" It contained these words:--
"Sir,--I know you to be a sensible and a considerate magistrate, and one
who, as such, will be content to worship God, though the devil bid you. I
therefore expect that, notwithstanding the signature of this letter
acknowledges my share in an action, which, in a proper time and place, I
would not fear either to avow or to justify, you will not on that account
reject what evidence I place before you. The clergyman, Butler, is
innocent of all but involuntary presence at an action which he wanted
spirit to approve of, and from which he endeavoured, with his best set
phrases, to dissuade us. But it was not for him that it is my hint to
speak.
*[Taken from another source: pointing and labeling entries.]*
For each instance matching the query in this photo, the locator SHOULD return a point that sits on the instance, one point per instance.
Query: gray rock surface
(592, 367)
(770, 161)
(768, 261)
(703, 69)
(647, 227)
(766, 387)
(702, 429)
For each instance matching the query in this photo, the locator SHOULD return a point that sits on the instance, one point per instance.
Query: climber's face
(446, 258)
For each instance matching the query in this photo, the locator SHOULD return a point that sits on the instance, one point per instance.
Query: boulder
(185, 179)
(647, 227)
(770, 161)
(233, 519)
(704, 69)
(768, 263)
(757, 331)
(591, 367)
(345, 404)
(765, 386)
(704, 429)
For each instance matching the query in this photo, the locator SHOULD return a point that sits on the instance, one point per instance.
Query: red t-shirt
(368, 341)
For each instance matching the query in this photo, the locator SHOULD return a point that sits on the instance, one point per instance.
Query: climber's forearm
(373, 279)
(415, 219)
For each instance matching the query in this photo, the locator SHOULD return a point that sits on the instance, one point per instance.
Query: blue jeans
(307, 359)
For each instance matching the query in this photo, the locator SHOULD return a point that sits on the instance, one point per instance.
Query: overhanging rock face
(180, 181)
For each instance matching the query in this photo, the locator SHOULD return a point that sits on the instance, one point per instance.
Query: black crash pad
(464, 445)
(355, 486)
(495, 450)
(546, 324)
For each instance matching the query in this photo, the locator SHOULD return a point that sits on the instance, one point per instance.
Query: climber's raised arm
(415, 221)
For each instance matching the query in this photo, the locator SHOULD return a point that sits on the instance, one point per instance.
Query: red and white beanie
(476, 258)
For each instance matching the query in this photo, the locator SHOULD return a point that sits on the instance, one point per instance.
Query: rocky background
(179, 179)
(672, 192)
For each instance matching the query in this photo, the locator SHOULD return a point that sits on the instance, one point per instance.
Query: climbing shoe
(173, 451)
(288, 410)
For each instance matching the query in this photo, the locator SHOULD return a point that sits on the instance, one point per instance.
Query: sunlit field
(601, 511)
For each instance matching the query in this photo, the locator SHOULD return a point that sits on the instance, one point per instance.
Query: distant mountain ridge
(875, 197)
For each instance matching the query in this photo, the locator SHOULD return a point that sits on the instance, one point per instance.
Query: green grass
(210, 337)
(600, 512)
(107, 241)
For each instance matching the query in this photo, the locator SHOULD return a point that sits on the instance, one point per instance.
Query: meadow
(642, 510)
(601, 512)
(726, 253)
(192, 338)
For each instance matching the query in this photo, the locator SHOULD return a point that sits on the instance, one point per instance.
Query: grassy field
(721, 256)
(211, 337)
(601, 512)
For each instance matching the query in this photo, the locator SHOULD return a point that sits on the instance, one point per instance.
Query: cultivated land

There is a woman in your jail, fallen under the edge of a law so
cruel, that it has hung by the wall like unsecured armour, for twenty
years, and is now brought down and whetted to spill the blood of the most
beautiful and most innocent creature whom the walls of a prison ever
girdled in. Her sister knows of her innocence, as she communicated to her
that she was betrayed by a villain.--O that high Heaven
Would put in every honest hand a whip,
To scourge me such a villain through the world!
"I write distractedly--But this girl--this Jeanie Deans, is a peevish
puritan, superstitious and scrupulous after the manner of her sect; and I
pray your honour, for so my phrase must go, to press upon her, that her
sister's life depends upon her testimony.